The following recipes are written in amounts for caterers, or for prepping ahead and freezing or storing for later use.

Red Onion and Basil Salad Dressing

Makes 1 pint or 2 cups

  • 3 Tablespoons diced red onions
  • 1 Tablespoon diced white onion
  • 1 Tablespoon dried basil
  • 2 Tablespoons olive oil
  • 1/2 cup cold vegetable broth
  • 2 Tablespoons vegan mayonnaise (or 3 Tablespoons soft tofu)
  • 1 teaspoon black pepper

Combine all ingredients in a non-reactive bowl until well mixed. Cover and refrigerate until ready to use.

One portion (1 ounce) = 20 calories, 3 grams carbohydrate, 1 gram fat, and no protein, or approx. 1/3 bread exchange, 1/8 fat exchange

Oatmeal Apricot Bars

Makes fifty 2 x 3-inch bars

  • 1 pound vegan margarine
  • 1 pound brown sugar or sugar (favorite vegan variety)
  • 1/2 pound unsweetened applesauce (1 cup)
  • 3 ounces unsweetened apple juice concentrate (1/3 cup)
  • 11/2 pounds all purpose flour (or half and half unbleached and whole wheat flour)
  • 1 pound 12 ounces uncooked quick oats (43/4 cups)
  • 3 Tablespoons baking soda
  • 2 pounds chopped dried apricots (31/2 cups)
  • 1 pound chopped golden raisins (2 cups)
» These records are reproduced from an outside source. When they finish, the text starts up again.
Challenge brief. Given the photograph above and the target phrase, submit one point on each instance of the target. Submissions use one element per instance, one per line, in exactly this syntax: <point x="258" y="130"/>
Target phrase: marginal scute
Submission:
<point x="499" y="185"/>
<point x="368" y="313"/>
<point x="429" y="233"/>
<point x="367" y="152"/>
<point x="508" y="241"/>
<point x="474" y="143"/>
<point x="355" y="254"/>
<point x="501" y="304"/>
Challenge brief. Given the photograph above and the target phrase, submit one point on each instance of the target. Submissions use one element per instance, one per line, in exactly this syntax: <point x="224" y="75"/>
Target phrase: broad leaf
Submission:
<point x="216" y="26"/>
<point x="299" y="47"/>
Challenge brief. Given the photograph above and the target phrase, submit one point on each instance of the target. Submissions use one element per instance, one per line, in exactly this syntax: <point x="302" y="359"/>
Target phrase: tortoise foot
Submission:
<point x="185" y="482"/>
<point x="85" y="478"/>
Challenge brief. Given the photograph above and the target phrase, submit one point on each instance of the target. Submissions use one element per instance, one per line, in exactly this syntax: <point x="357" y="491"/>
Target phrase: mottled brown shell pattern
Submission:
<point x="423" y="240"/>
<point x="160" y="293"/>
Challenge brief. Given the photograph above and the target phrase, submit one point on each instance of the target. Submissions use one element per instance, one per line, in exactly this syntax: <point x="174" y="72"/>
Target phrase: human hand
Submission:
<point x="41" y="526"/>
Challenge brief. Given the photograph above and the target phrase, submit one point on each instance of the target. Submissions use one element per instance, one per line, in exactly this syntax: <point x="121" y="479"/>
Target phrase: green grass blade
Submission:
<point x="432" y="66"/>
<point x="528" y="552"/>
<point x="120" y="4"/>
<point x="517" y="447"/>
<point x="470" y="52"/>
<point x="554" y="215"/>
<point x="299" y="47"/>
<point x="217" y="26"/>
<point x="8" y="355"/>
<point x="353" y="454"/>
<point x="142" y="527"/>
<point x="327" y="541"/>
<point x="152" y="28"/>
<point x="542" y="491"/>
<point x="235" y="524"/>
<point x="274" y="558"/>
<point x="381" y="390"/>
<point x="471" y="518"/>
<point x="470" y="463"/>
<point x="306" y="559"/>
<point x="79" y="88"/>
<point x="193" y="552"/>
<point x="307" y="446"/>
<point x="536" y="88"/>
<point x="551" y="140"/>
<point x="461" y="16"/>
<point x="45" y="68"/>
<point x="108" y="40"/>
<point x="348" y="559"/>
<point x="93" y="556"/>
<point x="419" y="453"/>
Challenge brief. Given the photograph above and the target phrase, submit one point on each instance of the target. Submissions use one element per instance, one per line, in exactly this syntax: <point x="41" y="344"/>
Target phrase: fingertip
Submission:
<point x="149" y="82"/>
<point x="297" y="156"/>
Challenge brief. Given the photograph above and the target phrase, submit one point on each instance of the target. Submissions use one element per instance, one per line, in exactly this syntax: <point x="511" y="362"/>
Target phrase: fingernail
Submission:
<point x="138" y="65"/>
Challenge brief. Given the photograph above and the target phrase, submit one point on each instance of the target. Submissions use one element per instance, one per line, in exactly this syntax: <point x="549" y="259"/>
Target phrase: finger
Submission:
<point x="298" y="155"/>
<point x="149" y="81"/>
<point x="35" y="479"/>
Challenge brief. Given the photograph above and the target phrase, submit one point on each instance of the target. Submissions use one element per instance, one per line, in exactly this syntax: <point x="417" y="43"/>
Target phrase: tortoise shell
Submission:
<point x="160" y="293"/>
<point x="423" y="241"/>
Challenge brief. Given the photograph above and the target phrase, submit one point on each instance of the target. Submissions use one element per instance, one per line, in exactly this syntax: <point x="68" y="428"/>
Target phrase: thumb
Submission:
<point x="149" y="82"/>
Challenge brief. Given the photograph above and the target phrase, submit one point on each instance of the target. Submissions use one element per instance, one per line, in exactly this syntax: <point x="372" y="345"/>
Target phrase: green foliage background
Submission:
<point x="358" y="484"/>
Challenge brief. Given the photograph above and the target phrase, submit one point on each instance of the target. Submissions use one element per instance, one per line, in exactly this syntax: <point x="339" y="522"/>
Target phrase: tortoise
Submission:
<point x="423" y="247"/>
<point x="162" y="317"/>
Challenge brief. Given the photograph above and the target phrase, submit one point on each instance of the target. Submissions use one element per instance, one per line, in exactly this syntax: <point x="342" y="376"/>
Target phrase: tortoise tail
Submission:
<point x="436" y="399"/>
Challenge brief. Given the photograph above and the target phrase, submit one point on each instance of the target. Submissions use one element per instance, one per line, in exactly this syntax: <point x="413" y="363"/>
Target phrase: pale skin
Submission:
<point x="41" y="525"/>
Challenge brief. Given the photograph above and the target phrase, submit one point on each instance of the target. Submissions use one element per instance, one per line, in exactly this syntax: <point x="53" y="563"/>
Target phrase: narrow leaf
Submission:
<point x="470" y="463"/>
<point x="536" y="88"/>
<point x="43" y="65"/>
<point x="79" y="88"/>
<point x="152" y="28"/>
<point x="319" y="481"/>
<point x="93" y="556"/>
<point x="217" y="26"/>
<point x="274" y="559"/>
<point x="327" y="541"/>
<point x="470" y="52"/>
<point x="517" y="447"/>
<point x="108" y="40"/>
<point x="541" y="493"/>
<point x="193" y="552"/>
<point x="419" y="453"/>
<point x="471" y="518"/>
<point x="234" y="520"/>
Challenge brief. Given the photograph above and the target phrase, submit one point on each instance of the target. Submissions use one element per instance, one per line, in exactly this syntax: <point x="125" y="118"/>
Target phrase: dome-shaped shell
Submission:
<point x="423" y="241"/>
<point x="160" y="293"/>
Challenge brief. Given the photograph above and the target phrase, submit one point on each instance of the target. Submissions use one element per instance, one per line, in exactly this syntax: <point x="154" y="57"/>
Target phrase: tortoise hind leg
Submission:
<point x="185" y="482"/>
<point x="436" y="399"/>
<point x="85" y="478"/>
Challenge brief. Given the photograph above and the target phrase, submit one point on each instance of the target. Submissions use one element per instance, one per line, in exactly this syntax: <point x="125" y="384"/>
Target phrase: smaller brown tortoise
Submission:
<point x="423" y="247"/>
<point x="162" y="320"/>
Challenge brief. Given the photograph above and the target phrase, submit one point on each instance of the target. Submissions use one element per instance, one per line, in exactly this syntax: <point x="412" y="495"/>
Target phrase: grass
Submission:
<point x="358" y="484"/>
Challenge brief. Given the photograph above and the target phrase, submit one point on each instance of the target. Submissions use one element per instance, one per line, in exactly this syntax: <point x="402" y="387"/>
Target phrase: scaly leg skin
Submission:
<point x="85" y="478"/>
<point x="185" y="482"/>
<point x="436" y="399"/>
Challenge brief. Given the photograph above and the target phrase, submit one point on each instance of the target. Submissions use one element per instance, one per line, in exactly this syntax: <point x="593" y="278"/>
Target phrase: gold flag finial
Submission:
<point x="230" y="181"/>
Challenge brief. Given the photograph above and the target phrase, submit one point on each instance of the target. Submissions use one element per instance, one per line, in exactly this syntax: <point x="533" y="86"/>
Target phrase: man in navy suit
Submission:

Preheat oven to 325 degrees. In a mixer bowl, combine margarine and sugar and beat until well mixed. Add applesauce and concentrate and beat until smooth.

Combine flour, oats, and soda. Add to margarine and mix until just combined. Mixture should be crumbly.

Spread half of mixture evenly on 4-5 ungreased baking sheets. Cover mixture with chopped fruit. Top evenly with remaining mixture. Bake for 35 minutes or until golden brown. Depending upon oven space, you may have to do this in batches.

Cut into bars and serve warm or allow bars to cool. Serve with stewed fruit or yogurt with chopped dried fruit.

Note: Make this recipe ahead of time and either store in airtight containers in the freezer, or in a cool, dark area.

One bar = 245 calories, 46 grams carbohydrate, 8 grams fat, and 3 grams of protein. Approx. 21/2 starch exchanges and 11/2 fat exchanges.

Banana Cake

Makes three 9-inch cakes or 25 portions

  • 1/2 pound vegan margarine (about 1 cup)
  • 1/2 pound sugar (about 1 cup) (favorite vegan variety)
  • 1 pound applesauce (about 4 cups)
  • 2 Tablespoons vanilla extract
  • 1 cup silken tofu
  • 21/2 pounds mashed bananas (about 51/2 cups)
  • 2 pounds cake flour (about 4 cups)
  • 3 Tablespoons baking powder
  • 2 teaspoons baking soda
  • 8 ounces unflavored or vanilla soy yogurt (about 1 cup)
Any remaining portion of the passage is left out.